Tim was recently interviewed by SC Magazine as to his views on the Heartbleed issue.
The newly formed CERT-UK seems to be doing very little to protect small businesses, and vulnerability researchers have favoured the bigger firms with plenty of advance warning. Vulnerabilities of this nature cripple e-commerce, and with the UK supposedly leading the world in e-commerce and digital business, this paints a poor picture of CERT-UK's reactive and almost plagiaristic response.
The public need firm ACTION and not comments like “(CVE-2014-1060 also known as the ‘Heartbleed Bug’) affecting versions 1.0.1-1.0.1f of the OpenSSL cryptographic library, please upgrade to 1.0.1g as soon as possible”, as I'm sure less than 0.1% of business users that rely on e-commerce actually understand what this means, or are even aware that they may be using OpenSSL.

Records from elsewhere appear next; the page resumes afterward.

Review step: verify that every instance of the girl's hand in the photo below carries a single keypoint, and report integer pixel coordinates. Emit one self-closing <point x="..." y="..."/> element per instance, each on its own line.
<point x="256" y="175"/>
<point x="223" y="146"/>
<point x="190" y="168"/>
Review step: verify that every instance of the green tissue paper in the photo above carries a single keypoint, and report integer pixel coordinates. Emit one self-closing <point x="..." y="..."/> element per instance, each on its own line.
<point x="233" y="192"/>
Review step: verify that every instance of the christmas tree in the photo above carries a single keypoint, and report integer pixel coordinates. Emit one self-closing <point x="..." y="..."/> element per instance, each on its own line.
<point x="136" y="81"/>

I'm pretty shocked to find researchers releasing this exploit into the wild, with an almost “we're cool, we found it first” attitude. Heartbleed will affect people's lives, people's businesses and the Mumsnet incident is just the tip of the iceberg as the black hat community do as much land-grabbing as possible whilst the coast is clear.

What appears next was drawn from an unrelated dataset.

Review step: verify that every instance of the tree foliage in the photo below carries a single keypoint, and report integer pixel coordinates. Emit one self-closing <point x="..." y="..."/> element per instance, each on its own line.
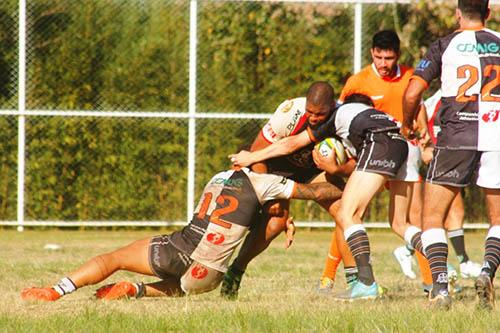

I'd argue that critical vulnerabilities should be contained and remediation carried out before pulling the pin out of the grenade and throwing it over the fence. Is it really in the public interests and realms of responsible disclosure to put half a million websites at risks by publishing this? It's a big problem – the open source community cannot fix this alone, OpenSSL is ubiquitous in any HTTPS *nix environment and I urge the government to classify this as a cyber security incident of national importance and plan a rapid, co-ordinated response before it gets out of hand.